Porites nodifera, also known as dome coral, is a species of stony coral in the Poritidae family.

It was first described by Carl Benjamin Klunzinger, a German physician and zoologist active in the Red Sea region in the 1860s, and classifying its species in the 1870s and 1880s.

== Appearance ==
Porites nodifera have a hard substrate and grow in column-like structures toward the surface of the water. The surface of each column tends to take on a relatively flat, circular shape and the coral has a fairly smooth surface. Overall, the color of the coral ranges from a dark brown to a light brown. It takes on a similar appearance to Porites harrisoni, which is a popular Porites species that is also found in the Persian Gulf; however, Porites nodifera tend to form columns that are substantially thicker in comparison.

==Distribution==
Porites nodifera is native to the northwestern Indian Ocean, including the Red Sea, Gulf of Aden, and Persian Gulf. It is found in shallow water, generally at depths less than 5 m, but up to 15 m deep.

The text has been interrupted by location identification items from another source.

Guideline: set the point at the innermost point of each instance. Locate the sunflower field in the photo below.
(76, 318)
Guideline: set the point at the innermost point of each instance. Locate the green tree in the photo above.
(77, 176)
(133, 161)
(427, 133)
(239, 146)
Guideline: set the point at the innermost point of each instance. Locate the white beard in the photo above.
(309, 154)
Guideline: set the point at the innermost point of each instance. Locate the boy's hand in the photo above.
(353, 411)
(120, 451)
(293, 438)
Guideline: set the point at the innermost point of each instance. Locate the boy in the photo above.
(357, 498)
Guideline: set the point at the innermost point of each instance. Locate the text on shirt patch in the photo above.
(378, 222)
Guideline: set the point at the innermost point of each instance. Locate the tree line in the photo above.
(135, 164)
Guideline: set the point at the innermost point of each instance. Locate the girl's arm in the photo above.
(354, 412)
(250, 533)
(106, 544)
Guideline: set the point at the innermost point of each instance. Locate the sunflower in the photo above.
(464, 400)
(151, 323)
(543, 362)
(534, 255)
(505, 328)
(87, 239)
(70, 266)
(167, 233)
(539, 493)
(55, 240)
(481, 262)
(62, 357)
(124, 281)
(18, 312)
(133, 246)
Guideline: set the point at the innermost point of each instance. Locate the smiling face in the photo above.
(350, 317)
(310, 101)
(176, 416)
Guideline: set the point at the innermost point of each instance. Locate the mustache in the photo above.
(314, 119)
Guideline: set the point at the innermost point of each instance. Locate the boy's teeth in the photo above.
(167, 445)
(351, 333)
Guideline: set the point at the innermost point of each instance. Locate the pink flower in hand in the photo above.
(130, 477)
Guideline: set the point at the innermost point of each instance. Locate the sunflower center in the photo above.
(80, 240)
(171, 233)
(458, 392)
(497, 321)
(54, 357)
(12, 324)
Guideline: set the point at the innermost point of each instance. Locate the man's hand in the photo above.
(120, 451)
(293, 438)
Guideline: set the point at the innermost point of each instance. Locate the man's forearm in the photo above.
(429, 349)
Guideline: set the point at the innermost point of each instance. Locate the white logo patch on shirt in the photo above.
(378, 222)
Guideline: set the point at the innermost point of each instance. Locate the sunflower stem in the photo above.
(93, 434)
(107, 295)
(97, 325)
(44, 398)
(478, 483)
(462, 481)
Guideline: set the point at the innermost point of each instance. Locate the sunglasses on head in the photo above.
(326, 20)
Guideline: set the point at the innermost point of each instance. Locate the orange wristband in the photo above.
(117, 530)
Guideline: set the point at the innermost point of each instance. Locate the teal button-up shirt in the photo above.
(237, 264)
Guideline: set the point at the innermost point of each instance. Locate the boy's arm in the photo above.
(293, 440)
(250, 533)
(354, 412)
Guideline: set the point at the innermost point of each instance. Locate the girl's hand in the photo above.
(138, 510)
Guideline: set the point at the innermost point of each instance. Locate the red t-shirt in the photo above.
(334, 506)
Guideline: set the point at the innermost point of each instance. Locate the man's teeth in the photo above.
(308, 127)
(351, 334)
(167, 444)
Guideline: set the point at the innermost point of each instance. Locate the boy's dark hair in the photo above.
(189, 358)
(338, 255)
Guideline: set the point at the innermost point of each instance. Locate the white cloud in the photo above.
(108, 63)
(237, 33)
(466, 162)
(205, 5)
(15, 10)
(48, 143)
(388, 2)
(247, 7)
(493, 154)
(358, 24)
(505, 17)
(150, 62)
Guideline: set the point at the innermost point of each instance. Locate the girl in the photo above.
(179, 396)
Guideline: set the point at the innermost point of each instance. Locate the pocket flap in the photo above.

It is tolerant of salinities of up to 4.8% and therefore is very common in areas of high salinities where sea grasses also dominate the habitat. Salinity is an ecological factor which limits the lower zones of coral reefs so the species is able to dominate the lowest zones of the Dahab Reef in Egypt in particular, forming a considerable single species stand. There is only one species in this area that co-exists in the lowest zone of the reef slope in very sparse numbers; Millepora sp. Porites nodifera can also be found in areas of normal Red Sea salinities (4.0-4.2%), but does not tend to dominate these zones because of interspecific competition from a variety of other coral species.

In the Persian Gulf, Porites nodifera and other Porites species are the dominant corals present. This may be as a result of coral bleaching affecting Acropora coral species to a greater extent, and Porites filling in resulting gaps in the reef.

== Arabian Yellow Band Disease ==
Porites nodifera can become infected with a disease known as Arabian Yellow Band Disease, also referred to as AYBD, in their lifetime as it common amongst several coral species in the Persian Gulf. Species who contrast AYBD are seen having a yellow band encompassing the coral. This yellow band encroaches on uninfected tissue, thereby killing the healthy tissue. Corals, especially those of the Porites nodifera species, are able to overcome AYBD as it is often seen to halt its manifestation and become inactive prior to infecting the entire coral, allowing the coral to rejuvenate itself by building new skeletons.

==Conservation==
This coral is an IUCN Red List Least concern species currently. The most important known threat for this species is the extensive reduction of coral reef habitat due to a combination of threats, including climate change and ocean acidification.

In 2020, a study conducted in the Red Sea suggested that this species has a high tolerance to the increasing environmental temperature, and perhaps, will be used by other species as a refuge due to this ability.